Compass Diversified (CODI) reported Q1 FY2026 results and provided updated full‑year guidance after completing the sale of Sterno's food service business. Key takeaways for investors:
- Strategic actions: Sold Sterno food service business at an attractive valuation and completed a sale‑leaseback at Altor; initiated a review of the management services agreement (MSA) to better align incentives. Proceeds were used to materially reduce debt.
- Deleveraging progress: Repaid more than $280 million of senior secured term loan debt, reducing total leverage to ~5.0x and senior secured net leverage to below 1x; covenant leverage at quarter‑end was ~5.3x. Management’s near‑term milestone is getting below 4x leverage and long‑term target is ~3.0–3.5x.
- Financial performance: Q1 subsidiary adjusted EBITDA was $83.9M, up 6.3% YoY (Consumer +11.6%, Industrial -4.5%). GAAP net loss from continuing operations was $30.8M (improved vs prior year, aided by exclusion of Lugano losses).
- Business highlights: Consumer segment led growth — Honey Pot delivered ~25% revenue growth and >40% EBITDA growth, BOA showed revenue +6.5% and EBITDA +11%, 5.11 Tactical produced solid margins and cash flow, PrimaLoft’s new leadership is early in the turnaround. Industrial: Arnold nearly doubled EBITDA (benefitting from demand for non‑China rare earth sourcing); Altor faced headwinds in cold chain/appliance markets. Rimports (the retained Sterno remainder) will face transition headwinds in 2026 (stranded costs, customer negotiations) with improvement expected in 2027.
- Cash flow and liquidity: Generated $23.9M operating cash flow in Q1; ended quarter with $65M cash and near‑full availability on $100M revolver. CapEx guidance for 2026 remains $30–$40M.
- Guidance: 2026 subsidiary adjusted EBITDA expected to be $320M–$365M (Consumer $225M–$260M; Industrial $95M–$105M), reflecting the Sterno sale and stranded costs. Corporate cash management fees expected $25M–$30M for the year. Guidance excludes future M&A activity and uncertain trade impacts.
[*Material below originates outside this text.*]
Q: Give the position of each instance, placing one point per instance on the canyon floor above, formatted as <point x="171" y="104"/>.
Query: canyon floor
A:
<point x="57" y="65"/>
- Other items: Ongoing Lugano Chapter 11 process (timing/impact to be clearer by end of Q2). Management expects some tariff‑related refunds during 2026 but timing and magnitude are uncertain; any one‑time refunds will be disclosed when realized.
Overall, management emphasized execution: continued focus on deleveraging, improving operational performance, aligning management incentives (MSA review), and ultimately closing the gap between current share price and intrinsic value (including potential capital return once leverage is reduced).